Characters: Barriss Offee, Luminara Unduli
Word count: 606
Summary: In the aftermath of her first kill, twelve year old Barriss struggles with what it means to be both a healer and a Jedi.
First Do No Harm
In the forty-some hours between the conclusion of negotiations and the landing in the Temple docking bay, Barriss has created an endless number of lives for the slim brown-eyed dead boy.
He was desperate: maybe his family was starving, or they needed medicines they couldn’t afford. Or no, he’d wanted adventure. Non-Jedi did that sort of thing, didn’t they? Master Yoda was always warning the padawans about the dangers of going after adventure and excitement. Barriss pictures the slim brown-eyed dead boy and thinks maybe that is why.
Or the boy’s parents had been involved in the rebellion, too. They’d been workers in one of the manufacturing plants, underpaid and desperate, and their son had been caught up in their fervor.
Except that he didn’t have parents. Maybe he didn’t have anyone at all. He was there because he had nowhere else to be.
He hadn’t been angry when he’d come at Barriss. He’d been afraid. He didn’t want to be taken in to the authorities. There would be no one to care for his younger brother then, no one to buy his medicines or watch over him when he was feverish.
And so she sits in the ship’s tiny passenger hold, staring out the viewport and watching the strange swirls of hyperspace. They’re very soothing—meaningless patterns in blue and white that form and dissipate and change nothing. Sometimes she wishes she could be like hyperspace.
Her master is asleep just a few doors down, but Barriss can’t sleep. She knows that the young man’s brother probably doesn’t even exist, that she’s invented him like a character in a story, but somehow that doesn’t seem to matter as much as the fact that maybe she could have helped him.
Maybe she could have helped his brother, the young man about whom she really knows nothing, except that he is slim, and brown-eyed, and dead. There is a hole burned through his chest, piercing the right lung, and his face is frozen in a permanent, surprised “oh.” Her lightsaber is still glowing in her hand, and Master Luminara’s hand is resting on her shoulder, but she can’t understand anything her master is saying. She replays the scene again and again in her mind, trying to hear the words properly, but she can’t hear anything over the image of the brown-eyed dead boy.
They dock at the Temple in the early hours of Coruscant’s morning, and her master finds her still sitting beside the viewport. This time Barriss can understand her words, but they still don’t seem to mean much.

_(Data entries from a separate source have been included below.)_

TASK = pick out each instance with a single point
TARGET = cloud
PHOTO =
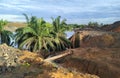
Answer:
(78, 11)
(12, 17)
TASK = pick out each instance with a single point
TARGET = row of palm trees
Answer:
(38, 35)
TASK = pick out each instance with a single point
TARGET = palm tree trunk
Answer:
(58, 56)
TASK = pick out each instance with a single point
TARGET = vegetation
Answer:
(40, 35)
(5, 34)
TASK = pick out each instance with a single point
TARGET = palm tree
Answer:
(5, 35)
(59, 28)
(36, 36)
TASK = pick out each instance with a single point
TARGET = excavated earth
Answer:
(15, 63)
(104, 62)
(99, 54)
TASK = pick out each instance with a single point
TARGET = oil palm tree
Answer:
(5, 35)
(36, 36)
(59, 28)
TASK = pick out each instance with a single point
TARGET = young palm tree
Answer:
(59, 28)
(36, 36)
(5, 35)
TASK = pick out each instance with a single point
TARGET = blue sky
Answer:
(75, 11)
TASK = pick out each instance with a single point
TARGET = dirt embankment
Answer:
(104, 62)
(15, 63)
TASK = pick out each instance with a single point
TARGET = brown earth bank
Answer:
(15, 63)
(104, 62)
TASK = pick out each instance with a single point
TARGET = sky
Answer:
(75, 11)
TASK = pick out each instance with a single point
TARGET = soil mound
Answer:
(104, 62)
(15, 63)
(115, 27)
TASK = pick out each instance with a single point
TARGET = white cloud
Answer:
(12, 17)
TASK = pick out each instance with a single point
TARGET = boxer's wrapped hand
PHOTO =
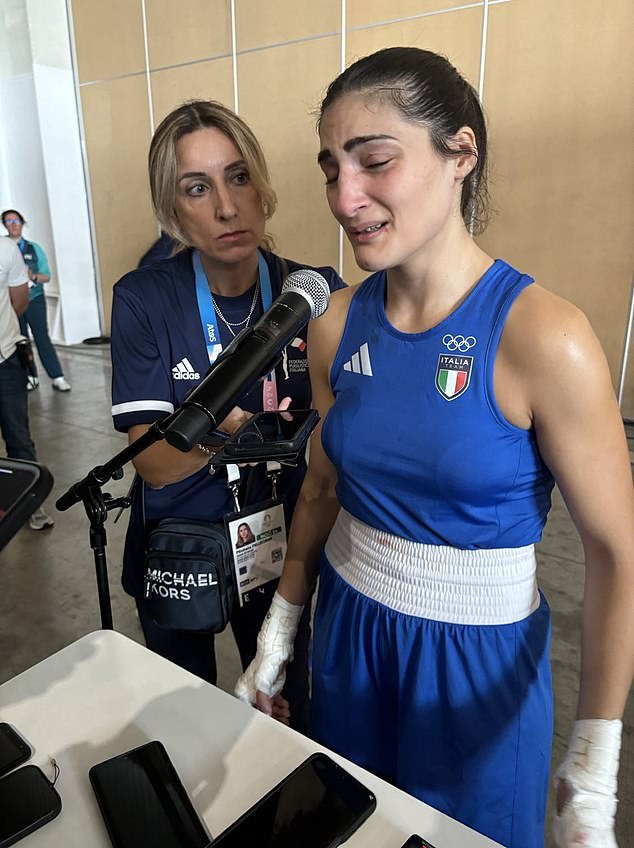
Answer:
(267, 672)
(586, 786)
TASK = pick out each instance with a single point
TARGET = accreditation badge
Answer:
(258, 545)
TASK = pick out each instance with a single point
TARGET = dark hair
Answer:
(427, 89)
(13, 212)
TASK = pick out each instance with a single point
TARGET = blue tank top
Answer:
(421, 448)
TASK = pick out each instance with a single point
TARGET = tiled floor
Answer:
(48, 595)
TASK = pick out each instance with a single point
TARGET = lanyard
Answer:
(209, 320)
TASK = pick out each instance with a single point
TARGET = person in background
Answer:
(212, 194)
(35, 314)
(14, 413)
(453, 392)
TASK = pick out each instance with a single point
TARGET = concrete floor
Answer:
(48, 594)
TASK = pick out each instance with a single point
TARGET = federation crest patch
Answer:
(453, 375)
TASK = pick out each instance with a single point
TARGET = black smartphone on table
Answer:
(13, 749)
(143, 802)
(23, 487)
(318, 805)
(280, 436)
(28, 800)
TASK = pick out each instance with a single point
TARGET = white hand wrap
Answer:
(267, 672)
(590, 769)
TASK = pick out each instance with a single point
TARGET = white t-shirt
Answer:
(13, 273)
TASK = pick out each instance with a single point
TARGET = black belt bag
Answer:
(189, 581)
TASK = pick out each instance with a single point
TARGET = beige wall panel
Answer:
(117, 125)
(627, 403)
(205, 80)
(108, 38)
(279, 89)
(187, 30)
(558, 92)
(259, 24)
(363, 12)
(456, 35)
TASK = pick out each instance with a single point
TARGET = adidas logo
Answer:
(359, 363)
(185, 371)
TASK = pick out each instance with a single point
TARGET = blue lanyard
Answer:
(206, 308)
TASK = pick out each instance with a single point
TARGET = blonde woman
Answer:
(212, 194)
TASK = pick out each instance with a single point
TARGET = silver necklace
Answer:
(231, 324)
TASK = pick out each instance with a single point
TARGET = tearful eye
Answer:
(374, 165)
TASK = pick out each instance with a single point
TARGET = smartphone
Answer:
(23, 487)
(13, 749)
(143, 802)
(269, 435)
(28, 800)
(319, 805)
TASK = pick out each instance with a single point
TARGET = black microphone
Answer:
(253, 354)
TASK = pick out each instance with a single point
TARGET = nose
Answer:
(347, 197)
(226, 207)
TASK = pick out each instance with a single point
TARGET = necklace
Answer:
(231, 324)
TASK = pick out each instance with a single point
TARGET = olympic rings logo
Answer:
(461, 343)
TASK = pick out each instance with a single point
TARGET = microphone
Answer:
(253, 354)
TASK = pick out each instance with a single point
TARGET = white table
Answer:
(105, 694)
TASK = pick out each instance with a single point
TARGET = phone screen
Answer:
(269, 428)
(27, 801)
(143, 802)
(316, 806)
(13, 749)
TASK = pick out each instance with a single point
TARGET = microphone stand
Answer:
(98, 504)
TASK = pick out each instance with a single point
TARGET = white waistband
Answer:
(485, 586)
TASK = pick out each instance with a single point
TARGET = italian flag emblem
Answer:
(453, 375)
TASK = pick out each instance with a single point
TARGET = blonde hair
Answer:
(187, 118)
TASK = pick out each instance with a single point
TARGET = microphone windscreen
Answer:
(312, 286)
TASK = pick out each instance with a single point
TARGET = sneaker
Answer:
(60, 384)
(39, 520)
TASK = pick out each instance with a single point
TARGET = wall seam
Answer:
(234, 57)
(342, 67)
(84, 160)
(148, 79)
(432, 14)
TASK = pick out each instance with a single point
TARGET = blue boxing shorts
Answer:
(458, 715)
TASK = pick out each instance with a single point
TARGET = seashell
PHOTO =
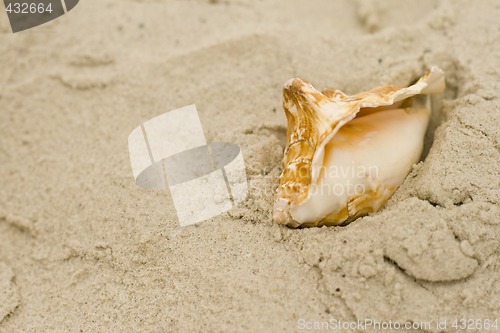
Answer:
(346, 155)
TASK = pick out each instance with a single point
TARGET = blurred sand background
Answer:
(83, 249)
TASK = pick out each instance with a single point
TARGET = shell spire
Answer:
(330, 130)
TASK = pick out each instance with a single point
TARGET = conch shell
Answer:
(346, 155)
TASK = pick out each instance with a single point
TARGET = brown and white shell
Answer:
(346, 155)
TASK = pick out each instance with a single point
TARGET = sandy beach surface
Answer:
(84, 249)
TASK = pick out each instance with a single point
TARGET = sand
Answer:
(83, 249)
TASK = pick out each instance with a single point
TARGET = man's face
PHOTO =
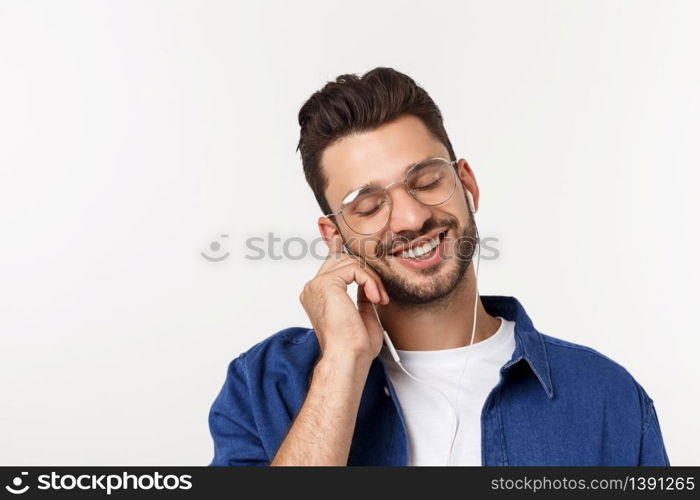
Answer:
(383, 156)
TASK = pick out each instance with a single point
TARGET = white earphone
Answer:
(395, 355)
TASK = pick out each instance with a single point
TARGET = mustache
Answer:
(385, 248)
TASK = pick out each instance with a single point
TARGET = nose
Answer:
(407, 213)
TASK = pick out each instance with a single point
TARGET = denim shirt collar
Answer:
(529, 344)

“Barriss?” Master Luminara says, putting her hand on Barriss’ shoulder in the same way she did before. “Have you been here all night?”
“Yes, Master,” she replies dutifully, but she doesn’t look away from the viewport.
Master Luminara pauses for a moment, and then she pats Barriss’ shoulder. “I know it’s hard, Padawan,” she says. “But you did what you had to do. I’m proud of you.”
And now Barriss does look at her master. She is calm and serene as always, her warm eyes filled with a spark of concern. A strange new brown-eyed voice in the back of Barriss’ mind suddenly wonders how many people her master has killed.
“I couldn’t sleep,” she says, in answer to her master’s previous question. “I keep seeing his face, and wondering…” She trails off into wordlessness, because she doesn’t know what she’s wondering, exactly, and she doesn’t think there would be words for it if she did.
“I know, Barriss,” Master Luminara says very gently. She squeezes Barriss’ shoulder again before drawing back. “But dreams pass in time.”